A collective of bibliophiles talking about books. Book Fox (vulpes libris): small bibliovorous mammal of overactive imagination and uncommonly large bookshop expenses. Habitat: anywhere the rustle of pages can be heard.
To escape the claustrophobia of her small hometown and troubled family life, Nora Doyle enrols at a London university. But instead of finding friendship and understanding, she becomes the obsession of her narcissistic lecturer and finds it hard to connect with her peers, whose experience and culture are so radically different from her own. Finally driven to an uncharacteristic act of cruelty, Nora is forced to realise that while she may have escaped from her family, she cannot escape from her past…
Anything I say about this book will be coloured by my disappointment. The cover made me think it was set much earlier than I thought – it is actually set in the 1980s and ‘90s, while the cover made me think that it was early ‘50s – and the blurb does not accurately reflect the story. It’s always a bit of a shock to the system to find something you weren’t expecting, as though you’ve discovered that some mischief-maker has swapped around the book covers. Sometimes you are pleasantly surprised and the book surpasses your expectations. Unfortunately, that is not the case here.
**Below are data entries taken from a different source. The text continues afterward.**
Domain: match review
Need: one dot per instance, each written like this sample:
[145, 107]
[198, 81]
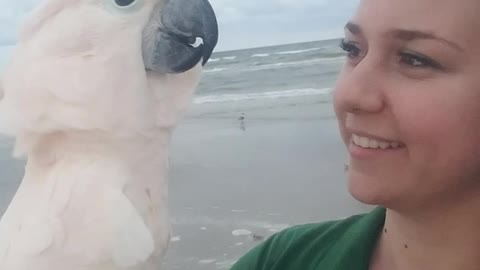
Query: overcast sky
[243, 23]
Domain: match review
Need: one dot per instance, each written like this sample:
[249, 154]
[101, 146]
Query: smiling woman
[407, 103]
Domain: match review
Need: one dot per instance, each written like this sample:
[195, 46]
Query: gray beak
[180, 34]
Set between Nora’s university life in London and her childhood in Ballypierce, the book deals with the impact of disability and Irish identity. Nora is the adored daughter of a local chemist, but when her brother Felix is born with Down’s Syndrome, her family is plunged into misery. This is a brutal reminder that not everyone can accept what is not considered “normal". Nora, who has cared for Felix more than her horrified parents ever have, breaks away from her family to study Literature in London, under the tutelage of academic star Steve. But Steve’s star is fading, although still handsome he is much older than he was when he made his name and has just had his first big rejection. He is now obsessed with Ireland, which is why Nora – apart from being stunning – catches his eye. His obsession with Ireland actually made me skip a few pages – the lectures are exactly that.
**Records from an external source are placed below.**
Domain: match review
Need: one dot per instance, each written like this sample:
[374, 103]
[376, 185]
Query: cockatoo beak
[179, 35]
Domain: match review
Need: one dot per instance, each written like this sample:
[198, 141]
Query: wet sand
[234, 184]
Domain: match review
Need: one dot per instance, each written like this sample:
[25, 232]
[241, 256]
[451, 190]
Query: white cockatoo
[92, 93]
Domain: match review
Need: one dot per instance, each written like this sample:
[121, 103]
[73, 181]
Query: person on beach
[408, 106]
I found the relationship between Nora and Steve very strange. Nora apparently has no idea that his interest in her goes beyond the purely professional. Steve’s motives seemed flimsy to me. I just found I didn’t believe it. While Nora’s relationship with her father and brother are complex, her relationship – or lack thereof – with Steve did not ring true for me.
I also found her circle of university friends rife with tokenism – Phoebe the hippy, Emma the feminist. As for Nick and Pete, well, I honestly couldn’t tell them apart.
That said, I’m the sort of person that will ruthlessly abandon a book if I’m not enjoying it. Part of the reason that I stuck with this one was because Nora was so saintly that I wanted to see what this “uncharacteristic act of cruelty” was. Based on the blurb, I assumed this act would be a pivotal moment for the book, something on which the plot hinged. Actually it comes quite near the end and I was frustrated to find that Nora can even be thoroughly reasonable and polite when being cruel.
I also found there was an emphasis on telling rather than showing:
“His status, however, is not just a matter of the theories promoted in his published work. He marched with the miners and was kicked by a policeman. This is a matter of record, captured by a BBC cameraman. And when he appeared on late-night arts programmes – for this was the beginning of his career as a minor television personality – he extended the academic debate into the public issues of the day, claiming, as he is now, that there is no distinction between critical and political practice.”
Given that I’ve had “show, don’t tell!” drummed into me, I found this frustrating.
While I don’t want to tell anyone not to read this book, I would issue a warning – the book you’ll find between the covers is not the one that is described on the cover.
Harper Perennial, 2011. ISBN-10: 0007213573. 320pp.